溫焓又從袖子裏變出第二個,同樣是悶騷小恐龍主題書簽。

沈臨“嘿嘿”一聲,上去就要接,中途卻伸出一只手,書簽驀地從他眼前消失了。

沈臨眨了眨眼睛。

陸卓勳離去的背影一如既往的冷酷。

但他勳哥剛剛是不是搶了他的長頸鹿?????!!

今天是補考的第一天。

連日熬夜背書,溫焓已經把咖啡機的所有模式和口味喝遍了。

此時眼底帶著淡淡的青黑色,正往書包裏收拾東西。

陸卓勳抱著胳膊,站在門口,看溫焓忙乎。

半晌,冷冷開口道:“大熊貓。”

溫焓微微打個哈欠,頭也不擡的回嘴,“小恐龍。”

陸卓勳:“......”

溫焓挎上帆布包,從他身邊繞過。

“等等。”陸卓勳突然開口,“學生證。
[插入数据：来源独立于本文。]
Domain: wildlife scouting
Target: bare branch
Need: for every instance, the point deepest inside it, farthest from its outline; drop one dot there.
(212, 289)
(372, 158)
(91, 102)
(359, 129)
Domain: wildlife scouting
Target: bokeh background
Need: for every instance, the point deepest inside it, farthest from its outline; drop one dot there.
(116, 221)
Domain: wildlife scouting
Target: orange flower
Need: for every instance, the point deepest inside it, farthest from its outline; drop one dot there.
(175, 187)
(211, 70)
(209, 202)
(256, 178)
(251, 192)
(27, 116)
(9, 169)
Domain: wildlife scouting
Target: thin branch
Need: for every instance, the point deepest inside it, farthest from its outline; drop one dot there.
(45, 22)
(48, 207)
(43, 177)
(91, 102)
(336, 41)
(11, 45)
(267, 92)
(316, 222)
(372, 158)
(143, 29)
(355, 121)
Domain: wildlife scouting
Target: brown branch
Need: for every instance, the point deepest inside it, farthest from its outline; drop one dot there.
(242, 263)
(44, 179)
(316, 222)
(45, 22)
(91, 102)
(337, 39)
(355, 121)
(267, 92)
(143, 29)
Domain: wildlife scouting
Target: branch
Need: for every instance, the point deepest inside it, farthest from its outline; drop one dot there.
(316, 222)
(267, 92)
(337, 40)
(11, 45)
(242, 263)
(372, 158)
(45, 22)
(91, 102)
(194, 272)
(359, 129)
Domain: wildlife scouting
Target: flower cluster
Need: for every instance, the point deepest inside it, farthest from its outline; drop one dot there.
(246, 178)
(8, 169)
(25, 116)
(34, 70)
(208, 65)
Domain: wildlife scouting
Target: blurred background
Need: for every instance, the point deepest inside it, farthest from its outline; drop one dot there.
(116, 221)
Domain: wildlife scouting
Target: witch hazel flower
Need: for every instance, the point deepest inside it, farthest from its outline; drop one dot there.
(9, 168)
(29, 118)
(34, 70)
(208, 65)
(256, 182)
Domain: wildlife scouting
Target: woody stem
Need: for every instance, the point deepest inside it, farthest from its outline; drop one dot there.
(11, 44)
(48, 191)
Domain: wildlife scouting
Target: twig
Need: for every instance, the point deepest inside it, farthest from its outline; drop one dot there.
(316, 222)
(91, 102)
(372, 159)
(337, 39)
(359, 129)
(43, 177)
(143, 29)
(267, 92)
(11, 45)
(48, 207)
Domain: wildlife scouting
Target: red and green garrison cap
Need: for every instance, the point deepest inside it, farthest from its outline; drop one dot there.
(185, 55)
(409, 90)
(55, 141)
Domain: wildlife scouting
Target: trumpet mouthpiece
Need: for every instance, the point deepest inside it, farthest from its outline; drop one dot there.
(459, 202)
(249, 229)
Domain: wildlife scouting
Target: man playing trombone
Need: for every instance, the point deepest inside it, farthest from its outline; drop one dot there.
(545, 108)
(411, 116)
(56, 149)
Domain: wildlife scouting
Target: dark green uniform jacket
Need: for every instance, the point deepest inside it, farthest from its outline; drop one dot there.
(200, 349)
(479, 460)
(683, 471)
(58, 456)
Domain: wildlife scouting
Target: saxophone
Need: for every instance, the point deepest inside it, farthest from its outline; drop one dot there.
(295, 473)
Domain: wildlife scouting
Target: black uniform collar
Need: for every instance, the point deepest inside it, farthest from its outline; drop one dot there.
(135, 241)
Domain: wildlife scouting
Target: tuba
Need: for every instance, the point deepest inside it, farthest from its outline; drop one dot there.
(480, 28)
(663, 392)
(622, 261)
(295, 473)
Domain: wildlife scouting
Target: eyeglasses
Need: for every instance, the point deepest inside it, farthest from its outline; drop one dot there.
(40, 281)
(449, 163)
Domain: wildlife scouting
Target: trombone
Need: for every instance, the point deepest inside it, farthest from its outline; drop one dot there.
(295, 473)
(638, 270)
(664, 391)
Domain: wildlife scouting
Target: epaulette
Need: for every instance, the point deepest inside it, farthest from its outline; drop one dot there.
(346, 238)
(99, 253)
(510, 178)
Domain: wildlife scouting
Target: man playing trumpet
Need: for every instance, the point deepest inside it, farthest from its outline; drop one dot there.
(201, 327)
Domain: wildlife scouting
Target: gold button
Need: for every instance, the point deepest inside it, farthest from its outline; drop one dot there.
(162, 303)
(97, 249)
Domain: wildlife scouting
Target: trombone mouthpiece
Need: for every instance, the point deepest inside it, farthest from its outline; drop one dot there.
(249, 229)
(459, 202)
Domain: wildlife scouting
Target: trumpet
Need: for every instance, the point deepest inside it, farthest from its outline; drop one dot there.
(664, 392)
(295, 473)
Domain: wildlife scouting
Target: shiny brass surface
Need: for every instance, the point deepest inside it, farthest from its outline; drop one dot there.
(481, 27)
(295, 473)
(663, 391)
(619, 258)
”

明明是好心提醒,陸卓勳嘴角卻掛著抹壞笑,漫不經心的看著溫焓。

他絕對早就發現,故意現在才說!

溫焓白他一眼,只好返回去,放下書包,打開查看。

學生證果然不在裏面。

他從枕頭底下拿出悶騷小恐龍主題卡包,重新放到書包裏。

陸卓勳:“那個卡包,我怎麽沒有?”

對於這些小東西,溫焓總有一種特別的珍惜和喜歡,他繞過陸卓勳,送他一對白眼球,“不給。”

上車前,小李送給他一塊符,說是以前在廟裏求的,可靈驗了,求完佛祖,他就被陸總錄取了。
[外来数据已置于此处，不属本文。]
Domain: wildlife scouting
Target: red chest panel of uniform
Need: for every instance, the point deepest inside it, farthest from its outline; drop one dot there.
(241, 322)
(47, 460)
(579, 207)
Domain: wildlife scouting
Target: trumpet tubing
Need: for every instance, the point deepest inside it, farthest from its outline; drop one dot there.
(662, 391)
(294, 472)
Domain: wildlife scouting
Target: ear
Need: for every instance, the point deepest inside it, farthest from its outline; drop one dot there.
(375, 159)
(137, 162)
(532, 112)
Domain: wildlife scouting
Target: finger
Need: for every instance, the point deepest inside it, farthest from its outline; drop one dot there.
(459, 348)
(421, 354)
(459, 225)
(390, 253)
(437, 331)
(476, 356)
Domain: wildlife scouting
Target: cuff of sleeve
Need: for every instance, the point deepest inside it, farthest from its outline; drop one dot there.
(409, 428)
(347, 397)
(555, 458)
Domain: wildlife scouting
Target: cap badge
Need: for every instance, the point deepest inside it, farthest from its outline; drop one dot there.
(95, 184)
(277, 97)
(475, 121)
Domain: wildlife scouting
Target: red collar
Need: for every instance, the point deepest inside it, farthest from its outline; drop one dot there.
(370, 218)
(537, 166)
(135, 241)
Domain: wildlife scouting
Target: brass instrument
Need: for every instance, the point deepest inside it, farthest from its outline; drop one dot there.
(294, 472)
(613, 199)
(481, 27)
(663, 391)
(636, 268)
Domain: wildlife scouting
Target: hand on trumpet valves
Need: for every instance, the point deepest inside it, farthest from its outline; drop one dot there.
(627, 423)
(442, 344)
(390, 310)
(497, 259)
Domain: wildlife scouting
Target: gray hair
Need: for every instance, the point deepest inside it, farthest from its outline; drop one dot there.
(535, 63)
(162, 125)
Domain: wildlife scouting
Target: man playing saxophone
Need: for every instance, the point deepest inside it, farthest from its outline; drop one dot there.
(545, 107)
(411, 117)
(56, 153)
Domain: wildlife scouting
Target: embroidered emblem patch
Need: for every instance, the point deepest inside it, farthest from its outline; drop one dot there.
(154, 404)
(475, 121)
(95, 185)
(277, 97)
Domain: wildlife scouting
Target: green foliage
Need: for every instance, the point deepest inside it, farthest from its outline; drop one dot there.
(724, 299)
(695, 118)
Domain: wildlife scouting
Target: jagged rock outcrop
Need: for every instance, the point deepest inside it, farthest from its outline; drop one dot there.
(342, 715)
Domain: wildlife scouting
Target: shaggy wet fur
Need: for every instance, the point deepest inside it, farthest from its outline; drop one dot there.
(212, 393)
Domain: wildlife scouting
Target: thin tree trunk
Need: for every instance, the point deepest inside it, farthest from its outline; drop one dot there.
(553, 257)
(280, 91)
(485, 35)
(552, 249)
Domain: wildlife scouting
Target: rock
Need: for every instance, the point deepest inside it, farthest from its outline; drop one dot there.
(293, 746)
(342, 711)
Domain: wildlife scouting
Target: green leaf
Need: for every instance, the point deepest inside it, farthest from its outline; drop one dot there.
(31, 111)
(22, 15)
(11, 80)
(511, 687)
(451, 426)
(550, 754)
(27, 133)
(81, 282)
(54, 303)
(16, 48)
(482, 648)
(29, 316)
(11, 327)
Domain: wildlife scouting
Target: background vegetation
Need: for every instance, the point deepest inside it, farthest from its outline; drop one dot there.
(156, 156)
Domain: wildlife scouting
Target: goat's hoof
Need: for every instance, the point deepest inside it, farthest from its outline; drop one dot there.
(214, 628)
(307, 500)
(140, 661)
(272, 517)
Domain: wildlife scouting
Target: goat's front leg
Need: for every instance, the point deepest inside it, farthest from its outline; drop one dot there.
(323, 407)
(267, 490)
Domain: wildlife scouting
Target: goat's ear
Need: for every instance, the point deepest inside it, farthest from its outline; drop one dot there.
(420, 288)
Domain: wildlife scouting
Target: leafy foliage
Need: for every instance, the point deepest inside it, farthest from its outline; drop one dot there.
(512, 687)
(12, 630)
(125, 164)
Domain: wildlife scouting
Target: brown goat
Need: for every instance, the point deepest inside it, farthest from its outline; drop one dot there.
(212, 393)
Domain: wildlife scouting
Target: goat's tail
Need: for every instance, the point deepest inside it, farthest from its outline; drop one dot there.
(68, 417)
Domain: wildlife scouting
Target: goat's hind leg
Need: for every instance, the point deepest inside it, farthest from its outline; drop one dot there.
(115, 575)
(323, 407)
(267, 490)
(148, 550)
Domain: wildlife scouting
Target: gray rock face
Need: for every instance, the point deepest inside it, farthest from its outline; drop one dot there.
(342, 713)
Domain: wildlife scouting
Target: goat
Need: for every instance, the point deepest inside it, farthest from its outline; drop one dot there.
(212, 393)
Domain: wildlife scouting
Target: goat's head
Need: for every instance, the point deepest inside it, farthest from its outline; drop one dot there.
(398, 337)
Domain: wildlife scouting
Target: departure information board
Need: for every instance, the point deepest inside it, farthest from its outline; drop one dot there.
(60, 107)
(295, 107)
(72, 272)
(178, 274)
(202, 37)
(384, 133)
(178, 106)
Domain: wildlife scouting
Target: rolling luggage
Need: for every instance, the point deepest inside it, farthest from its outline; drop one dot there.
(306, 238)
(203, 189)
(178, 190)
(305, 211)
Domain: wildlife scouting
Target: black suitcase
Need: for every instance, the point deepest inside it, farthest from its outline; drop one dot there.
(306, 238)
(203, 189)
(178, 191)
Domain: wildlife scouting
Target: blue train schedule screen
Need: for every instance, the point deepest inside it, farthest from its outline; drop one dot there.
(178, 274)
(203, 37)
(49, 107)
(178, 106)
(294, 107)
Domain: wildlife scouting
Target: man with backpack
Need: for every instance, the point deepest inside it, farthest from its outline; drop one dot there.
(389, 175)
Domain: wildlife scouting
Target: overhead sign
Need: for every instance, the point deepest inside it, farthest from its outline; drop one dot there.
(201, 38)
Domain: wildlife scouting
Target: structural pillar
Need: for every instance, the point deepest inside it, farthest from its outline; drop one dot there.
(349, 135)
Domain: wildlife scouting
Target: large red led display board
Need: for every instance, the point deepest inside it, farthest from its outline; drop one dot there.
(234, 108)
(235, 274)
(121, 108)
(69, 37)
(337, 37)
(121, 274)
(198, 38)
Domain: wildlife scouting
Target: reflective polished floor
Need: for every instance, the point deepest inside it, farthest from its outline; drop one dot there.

溫焓看著邊緣開線的紅色刺繡布符,珍重小心的收起來,“謝謝小李哥,考完試還你。”

小李痛快的答應:“行!”

到達考試地點,溫焓剛下車,居然在教學樓下看到沈臨,林爵和秦瑜。

三個人熱情的朝他招手。

溫焓驚喜道:“你們怎麽在這兒。”

沈臨想上去與他勾肩搭背,被秦瑜一把揪住脖領子薅回來,他笑瞇瞇的道:“辦公室離這兒不遠,我和沈哈過來看看你。”

沈臨被揪住脖領子,直撲騰:“你才是沈哈!你們全家都是沈哈!”

林爵:“我今天有場研討會,就在清北,正好過來。”

哪怕他們是順路的,溫焓也覺得很溫暖,笑的眉眼彎彎。

沈臨掙脫秦瑜的魔爪,從懷裏掏出樣東西,神神秘秘的遞到溫焓跟前。

溫焓狐疑的接過來,燙金的盒子裏裝著兩只筆芯,還是墨水用空的筆芯。

溫焓:“......”

“這可不是一般的筆芯!”沈臨的表情依舊神秘,語氣突然悠遠空靈。

有那麽一剎那,溫焓覺得是自己不識貨。

沈臨繼續道:“這是勳哥用空的筆芯。”

“......”溫焓想把東西扔出去,又不好意思糟蹋沈臨的一片心意。

“千萬好好保管,將來還要傳給我家娃呢。”沈臨鄭重交代。

他臉上的認真不似作偽。

禮輕情意重,溫焓只好禮貌的表示感謝。

林爵是研討會的主要演講嘉賓,一身墨藍色西裝,斯文儒雅,不掩專業氣質。

他從兜裏掏出個小絨布袋子,遞給溫焓。

溫焓對林爵一直感恩敬重,這是林爵第二次送他禮物了,溫焓想著該怎麽回禮。

掏出絨布袋裏的東西,赫然是一節用過的2B鉛筆,上面的筆帽一看就不是原裝的。

溫焓心裏頓時有不好的預感。

林爵的語氣一如既往的專業,“這是勳哥考大學時用的鉛筆,我碩士和博士期間,所有重要考試用的都是它。”

恍惚間,溫焓覺得他好像被洗腦了,竟然覺得手裏短短一節鉛筆蘊含著某種神秘力量。

秦瑜始終覷著他的臉色,見他表情有一瞬間的古怪,狐貍眼睛瞇了瞇,“溫少,這個送給你。”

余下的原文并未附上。